Die Kommunalisierung der Pflege

Altersfreundlichen Kommunen gehört die Zukunft. Städte und Gemeinden als „Caring Communities“ können damit viel gewinnen - wirtschaftlich, sozial und demokratisch, sagt Zukunftsforscher Daniel Dettling.

Alle wollen alt werden, aber niemand will es sein. „Alter“ ist in Deutschland ein Unwort. Statt eine älter werdende Gesellschaft als Chance zu sehen, reduzieren Politik und Profession den demografischen Wandel auf Begriffe wie „Pflegenotstand“, „Pflegekatastrophe“ und „Kostenlawine“.  Uns droht die Zukunft einer ambulanten und stationären Pflege, die pflegebedürftige Senioren professionell versorgt, ohne Integration in ihr bislang gewohntes soziales und kommunales Leben. „Professionell, teuer und kalt“ – wollen wir in einer solchen älter werdenden Gesellschaft leben? Das heutige Alternativmodell, die Familienpflege, ist ebenfalls ein Auslaufmodell. Wie und wo wollen wir dann alt werden? In professionell betriebenen Pflegeheimen oder in Caring Communities, in denen die Älteren mit anderen ihr Leben gemeinsam gestalten?

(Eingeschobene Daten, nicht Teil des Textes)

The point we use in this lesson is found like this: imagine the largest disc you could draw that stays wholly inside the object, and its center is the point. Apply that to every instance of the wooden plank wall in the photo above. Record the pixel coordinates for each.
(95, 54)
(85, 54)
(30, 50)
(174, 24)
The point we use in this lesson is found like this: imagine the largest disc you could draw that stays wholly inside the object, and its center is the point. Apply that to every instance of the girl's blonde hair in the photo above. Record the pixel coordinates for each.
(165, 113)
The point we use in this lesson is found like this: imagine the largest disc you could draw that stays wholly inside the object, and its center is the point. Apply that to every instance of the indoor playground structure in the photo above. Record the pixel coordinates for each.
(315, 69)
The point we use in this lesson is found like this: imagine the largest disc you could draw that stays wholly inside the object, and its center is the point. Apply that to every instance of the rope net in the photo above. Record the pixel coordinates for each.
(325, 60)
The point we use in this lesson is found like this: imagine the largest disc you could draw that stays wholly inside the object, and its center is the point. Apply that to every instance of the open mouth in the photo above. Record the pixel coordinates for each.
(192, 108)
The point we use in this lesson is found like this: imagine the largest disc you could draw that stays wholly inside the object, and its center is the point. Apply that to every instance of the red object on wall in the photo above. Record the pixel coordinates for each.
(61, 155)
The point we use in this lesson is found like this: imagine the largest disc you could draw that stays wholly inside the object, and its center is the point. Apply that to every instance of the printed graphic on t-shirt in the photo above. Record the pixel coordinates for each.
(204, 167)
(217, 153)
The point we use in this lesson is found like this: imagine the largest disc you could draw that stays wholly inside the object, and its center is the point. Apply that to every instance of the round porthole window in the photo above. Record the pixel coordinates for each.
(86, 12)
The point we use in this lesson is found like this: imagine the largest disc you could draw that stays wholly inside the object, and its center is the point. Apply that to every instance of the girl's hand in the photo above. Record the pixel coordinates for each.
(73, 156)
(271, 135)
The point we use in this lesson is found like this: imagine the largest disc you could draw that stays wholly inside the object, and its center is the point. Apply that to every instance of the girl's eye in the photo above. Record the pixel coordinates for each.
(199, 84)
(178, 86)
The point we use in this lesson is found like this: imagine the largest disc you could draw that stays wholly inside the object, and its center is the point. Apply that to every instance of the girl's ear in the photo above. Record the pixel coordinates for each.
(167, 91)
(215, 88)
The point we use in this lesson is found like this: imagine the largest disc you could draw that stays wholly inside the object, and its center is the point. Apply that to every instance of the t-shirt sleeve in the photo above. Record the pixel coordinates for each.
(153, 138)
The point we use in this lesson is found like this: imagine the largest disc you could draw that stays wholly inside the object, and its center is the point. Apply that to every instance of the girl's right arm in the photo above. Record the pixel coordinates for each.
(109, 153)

Die Verweildauer in Pflegeheimen geht zurück

Fünf Millionen Pflegebedürftige gibt es heute in Deutschland, 2030 werden es sechs Millionen sein. Rund 800.000 leben vollstationär in Pflegeheimen. Fünf von sechs Bedürftigen werden zu Hause versorgt, weil sie es so wollen. Über 90 Prozent der Älteren wollen möglichst lange in den eigenen vier Wänden leben. Die meisten von ihnen werden von ihren Angehörigen gepflegt, von Ehefrauen und Töchtern. Bald wird der Eigenbeitrag für einen Pflegeheimplatz bei rund 3.000 Euro im Monat liegen. 2020 waren es noch gut 2.000, im Jahr 2023 bereits 2.740 Euro. Weil das viele der betroffenen Senioren nicht zahlen können, springen Familien oder Sozialämter ein. Immer mehr Pflegeheime schließen aus Kostengründen, immer weniger kommen neu dazu. Die nächste Generation Pflegebedürftige wird sich das nicht mehr leisten können, weil ihre Renten niedriger ausfallen. Hinzu kommt: Die Lebenszeit in Pflegeeinrichtungen wird immer kürzer. Die durchschnittliche Verweildauer ist zuletzt um drei auf 25 Monate zurückgegangen. 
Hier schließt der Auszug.